昭和のくらし・もの

当時の少年達を虜にした罪なラジオ「ナショナル クーガRF-877」とBCLブーム

ナショナル クーガNo7カタログ

ナショナル クーガNo7本体

1973年12月発売 定価:18,500円

1970年代から80年代にかけて中高校生の間で世界中からのラジオ放送を受信するBCLブームが巻き起こった頃のワールドバンドラジオを代表する一品がこの「ナショナル クーガRF-877」でした。
1ドルが300円以上していた時代に海外へ旅行に行く事は夢のような話し、そんなこともあって異国の地に想いを馳せるラジオの人気は高かったんですね。

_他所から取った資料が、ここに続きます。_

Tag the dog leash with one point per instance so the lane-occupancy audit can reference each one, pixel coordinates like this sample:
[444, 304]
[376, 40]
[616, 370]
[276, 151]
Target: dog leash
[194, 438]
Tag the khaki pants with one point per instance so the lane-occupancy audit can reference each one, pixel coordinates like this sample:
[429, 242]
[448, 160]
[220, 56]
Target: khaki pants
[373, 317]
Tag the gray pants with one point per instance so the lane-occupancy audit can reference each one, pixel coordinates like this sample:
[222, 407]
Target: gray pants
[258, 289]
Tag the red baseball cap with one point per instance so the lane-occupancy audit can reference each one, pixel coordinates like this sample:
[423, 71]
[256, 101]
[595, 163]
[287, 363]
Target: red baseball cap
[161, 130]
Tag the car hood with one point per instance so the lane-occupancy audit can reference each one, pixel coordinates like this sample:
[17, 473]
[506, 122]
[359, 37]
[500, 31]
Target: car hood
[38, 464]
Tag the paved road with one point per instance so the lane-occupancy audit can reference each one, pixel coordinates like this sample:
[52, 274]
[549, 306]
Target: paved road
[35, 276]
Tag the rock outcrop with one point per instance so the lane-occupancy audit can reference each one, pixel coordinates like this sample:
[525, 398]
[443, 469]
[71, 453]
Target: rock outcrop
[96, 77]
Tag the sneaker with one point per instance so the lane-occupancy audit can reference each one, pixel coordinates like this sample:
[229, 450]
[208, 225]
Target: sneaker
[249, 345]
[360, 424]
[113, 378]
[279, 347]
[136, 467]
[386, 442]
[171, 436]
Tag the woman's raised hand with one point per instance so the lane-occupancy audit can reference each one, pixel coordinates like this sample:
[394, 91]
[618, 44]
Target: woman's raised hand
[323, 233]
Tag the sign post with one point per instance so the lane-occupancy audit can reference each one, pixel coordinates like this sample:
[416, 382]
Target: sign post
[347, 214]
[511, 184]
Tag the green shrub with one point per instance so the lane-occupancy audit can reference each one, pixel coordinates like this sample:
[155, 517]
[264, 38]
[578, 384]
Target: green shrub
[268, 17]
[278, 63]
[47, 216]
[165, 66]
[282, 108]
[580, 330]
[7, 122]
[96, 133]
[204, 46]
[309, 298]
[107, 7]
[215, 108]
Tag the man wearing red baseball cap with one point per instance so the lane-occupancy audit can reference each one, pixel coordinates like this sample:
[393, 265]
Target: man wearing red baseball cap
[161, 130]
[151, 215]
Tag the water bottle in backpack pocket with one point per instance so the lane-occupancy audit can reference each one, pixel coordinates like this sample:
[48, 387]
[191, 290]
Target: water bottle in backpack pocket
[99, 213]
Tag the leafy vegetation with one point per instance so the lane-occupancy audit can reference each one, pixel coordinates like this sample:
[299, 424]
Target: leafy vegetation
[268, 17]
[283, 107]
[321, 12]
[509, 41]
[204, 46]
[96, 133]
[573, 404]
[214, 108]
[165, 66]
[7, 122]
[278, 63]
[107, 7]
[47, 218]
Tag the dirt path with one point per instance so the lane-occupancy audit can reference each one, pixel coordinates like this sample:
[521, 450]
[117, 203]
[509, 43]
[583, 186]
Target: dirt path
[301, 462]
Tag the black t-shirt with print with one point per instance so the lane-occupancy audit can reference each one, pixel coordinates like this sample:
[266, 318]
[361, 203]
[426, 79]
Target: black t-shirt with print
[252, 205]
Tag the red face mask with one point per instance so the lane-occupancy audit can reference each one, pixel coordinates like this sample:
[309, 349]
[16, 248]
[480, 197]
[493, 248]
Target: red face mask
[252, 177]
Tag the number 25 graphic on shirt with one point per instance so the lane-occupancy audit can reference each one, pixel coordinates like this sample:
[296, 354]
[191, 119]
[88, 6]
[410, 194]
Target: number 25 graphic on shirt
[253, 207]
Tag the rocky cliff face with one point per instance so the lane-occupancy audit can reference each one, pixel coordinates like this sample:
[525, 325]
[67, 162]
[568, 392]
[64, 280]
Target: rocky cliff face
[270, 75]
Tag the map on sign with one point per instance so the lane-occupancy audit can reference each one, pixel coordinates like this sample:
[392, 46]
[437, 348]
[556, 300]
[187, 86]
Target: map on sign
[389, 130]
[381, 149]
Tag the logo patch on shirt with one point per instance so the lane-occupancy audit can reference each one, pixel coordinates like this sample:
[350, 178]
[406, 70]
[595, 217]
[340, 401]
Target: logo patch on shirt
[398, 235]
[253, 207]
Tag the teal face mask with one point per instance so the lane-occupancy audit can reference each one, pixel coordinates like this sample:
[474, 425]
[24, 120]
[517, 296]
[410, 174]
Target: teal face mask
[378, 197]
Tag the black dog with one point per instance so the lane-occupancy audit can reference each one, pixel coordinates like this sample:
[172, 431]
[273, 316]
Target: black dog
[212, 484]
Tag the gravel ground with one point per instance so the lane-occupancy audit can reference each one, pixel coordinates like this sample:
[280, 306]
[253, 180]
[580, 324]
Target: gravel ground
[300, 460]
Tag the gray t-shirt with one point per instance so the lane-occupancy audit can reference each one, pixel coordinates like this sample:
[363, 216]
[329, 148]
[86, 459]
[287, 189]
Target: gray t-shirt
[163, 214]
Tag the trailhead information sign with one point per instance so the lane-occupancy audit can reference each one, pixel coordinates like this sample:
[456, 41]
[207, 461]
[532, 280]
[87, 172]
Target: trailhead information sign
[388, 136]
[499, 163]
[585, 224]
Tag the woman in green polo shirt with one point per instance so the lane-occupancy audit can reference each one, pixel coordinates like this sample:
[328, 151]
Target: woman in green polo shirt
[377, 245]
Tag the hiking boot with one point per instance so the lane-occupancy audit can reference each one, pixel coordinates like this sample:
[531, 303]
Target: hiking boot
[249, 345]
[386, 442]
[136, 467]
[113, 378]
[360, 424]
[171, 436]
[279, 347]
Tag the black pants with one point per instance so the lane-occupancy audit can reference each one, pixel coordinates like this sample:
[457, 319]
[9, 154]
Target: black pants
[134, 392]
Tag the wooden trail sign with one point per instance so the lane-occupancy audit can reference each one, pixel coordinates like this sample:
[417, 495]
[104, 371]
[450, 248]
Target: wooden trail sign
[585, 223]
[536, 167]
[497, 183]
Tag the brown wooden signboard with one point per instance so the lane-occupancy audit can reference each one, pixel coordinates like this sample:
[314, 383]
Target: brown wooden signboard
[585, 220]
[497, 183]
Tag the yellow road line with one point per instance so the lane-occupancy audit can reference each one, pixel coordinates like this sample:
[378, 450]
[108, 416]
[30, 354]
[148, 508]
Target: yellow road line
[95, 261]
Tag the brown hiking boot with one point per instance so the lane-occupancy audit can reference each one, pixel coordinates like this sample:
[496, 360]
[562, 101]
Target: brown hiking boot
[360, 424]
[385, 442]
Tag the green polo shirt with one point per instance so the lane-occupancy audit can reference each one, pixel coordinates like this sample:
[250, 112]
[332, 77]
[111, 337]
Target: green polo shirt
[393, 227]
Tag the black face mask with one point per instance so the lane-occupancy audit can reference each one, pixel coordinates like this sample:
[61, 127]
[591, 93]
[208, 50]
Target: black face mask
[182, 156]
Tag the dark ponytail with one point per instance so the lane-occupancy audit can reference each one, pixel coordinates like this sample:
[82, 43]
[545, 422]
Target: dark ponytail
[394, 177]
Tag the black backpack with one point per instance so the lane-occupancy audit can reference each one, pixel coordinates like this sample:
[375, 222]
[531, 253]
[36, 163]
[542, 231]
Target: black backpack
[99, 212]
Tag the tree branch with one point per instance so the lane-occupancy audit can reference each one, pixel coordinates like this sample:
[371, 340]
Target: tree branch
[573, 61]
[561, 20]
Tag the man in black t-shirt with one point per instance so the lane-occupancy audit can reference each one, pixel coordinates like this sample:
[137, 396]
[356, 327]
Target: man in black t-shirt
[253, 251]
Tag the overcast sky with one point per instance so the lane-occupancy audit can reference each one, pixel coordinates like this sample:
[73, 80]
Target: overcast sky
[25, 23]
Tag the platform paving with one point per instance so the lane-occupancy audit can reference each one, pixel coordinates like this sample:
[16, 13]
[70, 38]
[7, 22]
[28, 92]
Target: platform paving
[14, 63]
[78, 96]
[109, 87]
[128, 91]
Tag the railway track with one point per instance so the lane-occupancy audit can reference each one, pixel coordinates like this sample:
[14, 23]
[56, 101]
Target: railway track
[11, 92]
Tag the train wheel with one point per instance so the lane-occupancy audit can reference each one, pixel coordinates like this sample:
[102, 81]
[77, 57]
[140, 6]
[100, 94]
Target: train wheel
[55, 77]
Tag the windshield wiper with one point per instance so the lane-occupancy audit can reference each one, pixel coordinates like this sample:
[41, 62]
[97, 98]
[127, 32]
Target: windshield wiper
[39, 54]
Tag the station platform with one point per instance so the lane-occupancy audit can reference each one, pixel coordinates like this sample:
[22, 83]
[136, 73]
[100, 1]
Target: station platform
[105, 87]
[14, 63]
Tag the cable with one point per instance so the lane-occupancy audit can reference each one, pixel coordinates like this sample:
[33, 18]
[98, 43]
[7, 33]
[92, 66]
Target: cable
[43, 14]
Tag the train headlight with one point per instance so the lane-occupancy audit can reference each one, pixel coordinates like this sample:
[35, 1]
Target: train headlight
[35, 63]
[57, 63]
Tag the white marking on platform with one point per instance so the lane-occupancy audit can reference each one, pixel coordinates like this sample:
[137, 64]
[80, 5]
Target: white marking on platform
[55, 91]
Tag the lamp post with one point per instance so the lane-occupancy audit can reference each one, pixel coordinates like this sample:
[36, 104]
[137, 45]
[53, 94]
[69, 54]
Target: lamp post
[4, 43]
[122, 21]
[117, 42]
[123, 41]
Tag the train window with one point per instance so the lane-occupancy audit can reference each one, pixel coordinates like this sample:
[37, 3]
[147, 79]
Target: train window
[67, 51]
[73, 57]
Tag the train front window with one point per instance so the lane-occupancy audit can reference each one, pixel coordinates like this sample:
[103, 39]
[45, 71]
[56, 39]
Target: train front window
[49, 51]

レアな放送局の電波を受信して内容の感想や受信状況を報告(受信報告書)すると、その放送局から証明として、ベリカード(受信確認証)を発行してもらえるという裏ワザ的なコレクションアイテムの収集方法がありました。

このベリカードというのは放送局それぞれ個性があって、カラフルだったり、お国柄が反映されていたりしていたのでファンの収集熱に拍車をかけました。

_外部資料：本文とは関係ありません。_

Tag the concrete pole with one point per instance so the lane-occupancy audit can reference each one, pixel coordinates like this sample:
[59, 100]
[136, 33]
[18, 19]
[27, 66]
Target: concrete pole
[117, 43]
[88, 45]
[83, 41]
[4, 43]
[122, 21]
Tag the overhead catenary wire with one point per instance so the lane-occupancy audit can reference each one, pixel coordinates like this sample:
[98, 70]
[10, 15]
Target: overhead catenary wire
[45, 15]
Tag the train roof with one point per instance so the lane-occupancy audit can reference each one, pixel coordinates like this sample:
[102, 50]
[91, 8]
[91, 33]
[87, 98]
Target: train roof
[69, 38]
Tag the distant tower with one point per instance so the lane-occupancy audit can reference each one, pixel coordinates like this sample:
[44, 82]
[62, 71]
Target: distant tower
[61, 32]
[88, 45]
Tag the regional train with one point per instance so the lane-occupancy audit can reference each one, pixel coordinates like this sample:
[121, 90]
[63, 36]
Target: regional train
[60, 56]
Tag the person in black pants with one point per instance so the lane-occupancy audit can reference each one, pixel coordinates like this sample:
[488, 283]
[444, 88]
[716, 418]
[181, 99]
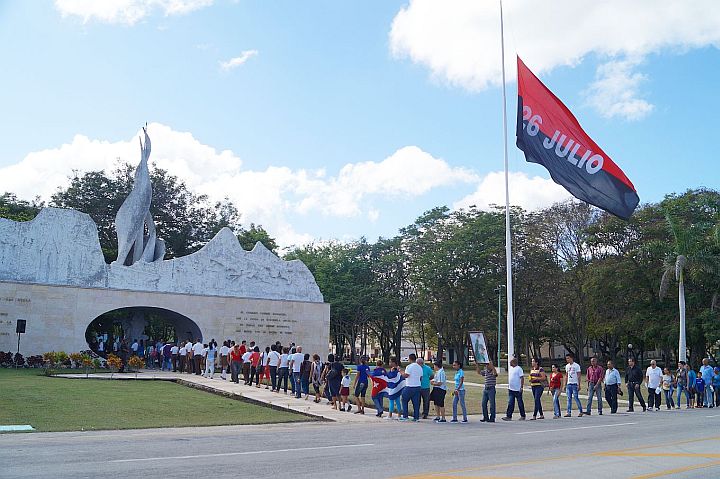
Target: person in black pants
[633, 379]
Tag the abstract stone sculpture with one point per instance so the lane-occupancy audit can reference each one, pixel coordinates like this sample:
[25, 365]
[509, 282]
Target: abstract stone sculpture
[137, 238]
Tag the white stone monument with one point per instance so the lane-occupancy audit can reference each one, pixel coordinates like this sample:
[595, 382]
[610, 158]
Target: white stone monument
[53, 275]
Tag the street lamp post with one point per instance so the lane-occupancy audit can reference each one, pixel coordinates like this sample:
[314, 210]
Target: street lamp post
[439, 355]
[498, 290]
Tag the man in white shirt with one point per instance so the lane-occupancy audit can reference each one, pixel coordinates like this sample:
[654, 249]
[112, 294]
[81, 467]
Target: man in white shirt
[198, 349]
[572, 383]
[246, 365]
[274, 363]
[411, 392]
[224, 351]
[653, 378]
[516, 381]
[174, 351]
[296, 361]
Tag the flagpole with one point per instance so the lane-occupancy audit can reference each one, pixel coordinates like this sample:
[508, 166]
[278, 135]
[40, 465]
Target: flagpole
[508, 236]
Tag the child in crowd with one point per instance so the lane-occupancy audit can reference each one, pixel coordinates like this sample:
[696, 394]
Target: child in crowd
[555, 384]
[667, 386]
[345, 390]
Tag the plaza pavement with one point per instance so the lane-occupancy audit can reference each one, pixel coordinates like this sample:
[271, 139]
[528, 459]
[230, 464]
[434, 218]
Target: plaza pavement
[675, 443]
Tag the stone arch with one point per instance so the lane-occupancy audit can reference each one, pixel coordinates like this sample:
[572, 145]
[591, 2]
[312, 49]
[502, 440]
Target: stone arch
[131, 321]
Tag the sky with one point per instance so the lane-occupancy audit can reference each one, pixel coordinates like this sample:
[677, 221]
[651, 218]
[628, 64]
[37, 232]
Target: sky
[334, 120]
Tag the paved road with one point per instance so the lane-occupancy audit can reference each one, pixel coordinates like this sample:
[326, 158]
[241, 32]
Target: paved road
[659, 444]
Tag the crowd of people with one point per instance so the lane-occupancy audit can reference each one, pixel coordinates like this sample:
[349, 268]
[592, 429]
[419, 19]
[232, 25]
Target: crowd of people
[289, 370]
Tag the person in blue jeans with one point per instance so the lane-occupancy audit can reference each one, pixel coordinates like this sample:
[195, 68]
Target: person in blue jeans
[573, 375]
[411, 392]
[459, 392]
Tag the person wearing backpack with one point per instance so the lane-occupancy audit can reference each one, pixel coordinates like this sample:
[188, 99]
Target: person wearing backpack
[595, 375]
[538, 380]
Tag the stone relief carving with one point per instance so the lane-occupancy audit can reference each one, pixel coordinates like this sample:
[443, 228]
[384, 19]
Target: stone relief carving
[137, 238]
[61, 247]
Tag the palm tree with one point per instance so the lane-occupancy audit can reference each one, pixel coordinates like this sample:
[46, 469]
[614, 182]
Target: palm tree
[688, 254]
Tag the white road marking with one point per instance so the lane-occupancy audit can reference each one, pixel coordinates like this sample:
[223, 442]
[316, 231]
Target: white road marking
[579, 427]
[243, 453]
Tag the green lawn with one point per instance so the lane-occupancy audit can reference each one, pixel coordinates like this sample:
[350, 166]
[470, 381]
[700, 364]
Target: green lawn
[57, 404]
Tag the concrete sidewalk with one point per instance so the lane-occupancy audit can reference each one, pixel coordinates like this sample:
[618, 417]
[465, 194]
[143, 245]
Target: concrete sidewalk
[261, 395]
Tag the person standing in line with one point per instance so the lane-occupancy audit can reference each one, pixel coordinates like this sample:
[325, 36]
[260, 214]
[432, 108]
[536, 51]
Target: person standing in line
[612, 386]
[175, 354]
[555, 384]
[633, 379]
[284, 371]
[653, 378]
[305, 371]
[378, 388]
[706, 371]
[573, 375]
[198, 348]
[189, 357]
[459, 392]
[224, 363]
[692, 385]
[490, 374]
[437, 395]
[296, 365]
[667, 384]
[274, 364]
[395, 404]
[316, 377]
[425, 387]
[210, 360]
[334, 379]
[411, 391]
[345, 391]
[595, 375]
[516, 382]
[681, 383]
[235, 364]
[361, 384]
[167, 356]
[255, 366]
[246, 365]
[538, 378]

当時の少年達はベリカードを集めるのがかなりカッコいい趣味となり、夜な夜な部屋にこもってラジオの受信作業に没頭したものでした。

ちなみに1977年のラジオ雑誌(ランラジオ別冊)をみると世界136局、日本98局のベリカードコレクョンが記載されています。

ベリカード

当時はソニーのスカイセンサー、ナショナルのクーガー、日立のサージラム、三菱のジーガムなど各メーカー各シリーズが鎬を削ってる中でクーガ No.7の愛称で非常に人気のあるモデルでした。
“狙えクーガ”というキャッチフレーズもとてもカッコよかった。

クーガシリーズの特徴である回転式のジャイロアンテナは男心をくすぐるメカニカルな動作をしており、ミリタリールックで精悍な本体デザインも人気になった要因だったようです。強くタフであるというのは永遠の憧れでした。

ジャイロアンテナはスイッチを押すと垂直に飛び出す形式のもので、アンテナ自体を回転させて電波をキャッチする事が可能、他の機種のように本体の向きを変えずに中波をジャストチューニングできるという優れもの、最近はこんなカッコいいギミックの商品がなかなか出てこないのが残念です。

ダイヤル文字はオレンジで塗り分けられていて見やすく、スピーカー下部にはナショナルとパナソニックのロゴが併記されていました。